ネットでニュースを見ていて気になったワード「無能の鷹」。漫画を原作にしたドラマのタイトルらしい。見た目はバリバリのキャリアウーマンだけれど実は衝撃的に仕事ができない女性が主人公のドタバタコメディということ。サラリーマンの多くは「無能の鷹」と聞くとドキリとするのではないだろうか。
山月記で虎になった男のように、私たちは、自分の無能さに怯え、自分の能力のなさが露呈する状況を恐れている。職場でそんなことが起きたらこの世の終わりだ。世にはばかるパワハラ上司のほとんどは、自分の無能さを指摘されないように攻撃は最大の防御とばかりに部下を攻撃する。部下を攻撃して自分の得意分野の中で仕事をすることで、自分の無能さを露呈するリスクを最小化する。パワハラ上司は、自分の不得意な分野かつ部下が得意な分野で仕事をして「この人こんなこともわからないのね」と部下に思われることを恐れているのだ。私もその気持ちはよくわかる。自分の無能さをわざわざさらけ出したい人なんていないだろう。
それでもマネジャーをやっていると実感するのは、部下の多くは、彼らの得意分野においては私よりずっと知識も経験もあり、ずっと有能であるということだ。得意分野において彼らは私よりずっとうまく、仕事をすることができる。
その事実を受け入れられるか。
それを受け入れられない人は、自分の得意分野に彼らを引きずり込み、部下の無能さを指摘し、自分のプライドを保とうとする。それは立場上、上司だからできる「ずる」でしかないと私は思う。そしてその行為は全体のパフォーマンスを落とす、組織にとって何の意味もない行為だ。

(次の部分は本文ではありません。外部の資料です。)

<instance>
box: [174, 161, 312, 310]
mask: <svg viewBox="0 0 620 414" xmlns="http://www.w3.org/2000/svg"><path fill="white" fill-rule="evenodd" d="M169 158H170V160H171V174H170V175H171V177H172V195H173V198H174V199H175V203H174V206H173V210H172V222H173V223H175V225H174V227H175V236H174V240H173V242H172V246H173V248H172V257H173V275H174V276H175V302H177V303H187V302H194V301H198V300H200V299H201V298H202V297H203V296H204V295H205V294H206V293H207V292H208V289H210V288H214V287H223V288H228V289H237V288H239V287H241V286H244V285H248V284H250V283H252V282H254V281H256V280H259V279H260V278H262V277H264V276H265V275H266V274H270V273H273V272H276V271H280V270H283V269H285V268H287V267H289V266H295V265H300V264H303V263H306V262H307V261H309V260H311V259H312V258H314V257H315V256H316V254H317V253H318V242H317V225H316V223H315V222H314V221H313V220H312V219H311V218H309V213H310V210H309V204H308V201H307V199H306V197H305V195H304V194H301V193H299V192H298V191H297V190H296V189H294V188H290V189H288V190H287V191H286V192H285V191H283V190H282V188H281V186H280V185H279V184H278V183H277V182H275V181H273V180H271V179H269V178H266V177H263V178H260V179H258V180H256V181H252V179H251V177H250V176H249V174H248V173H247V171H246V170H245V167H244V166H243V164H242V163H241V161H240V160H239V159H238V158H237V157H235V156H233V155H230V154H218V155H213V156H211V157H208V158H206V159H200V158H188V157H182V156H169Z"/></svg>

自分の無能さを受け入れられるか。それがマネジャーに問われる一番の能力だと私は思っている。
私は無能だ。少なくとも自分の右腕になってくれる優秀な部下の得意な分野について、私は彼の足元にも及ばない。私は心からそう思っているし、それは客観的な事実でもある。もっと言えば、なぜ私がこんな優秀な人たちを束ねるマネジャーとして仕事をしているのか、本当に不思議な気持ちで日々仕事をしている。自分がいなくても、彼らがいればこの組織はうまくいくと思っている。それなら私の役割は何なのかと言う話になるけれど、そんなことは自分で問う問題ではないと思っている。
私の役割は私が決めることではない。何か役割があるのかもしれないし、何の役割もないのかもしれない。自分の立場や役割をつくろうとする人たちがパワハラ上司化し、組織のパフォーマンスを下げていく。別に自分の役割なんてどうでもいいと思っているくらいがちょうどいいと私は思う。
他者を傷つける爪をもたない無能の鷹として悠々と職場の上空を飛んでいるマネジャー。そんな風に働くことができたら、私も部下たちも幸せに働くことができるのだろうと、私は思う。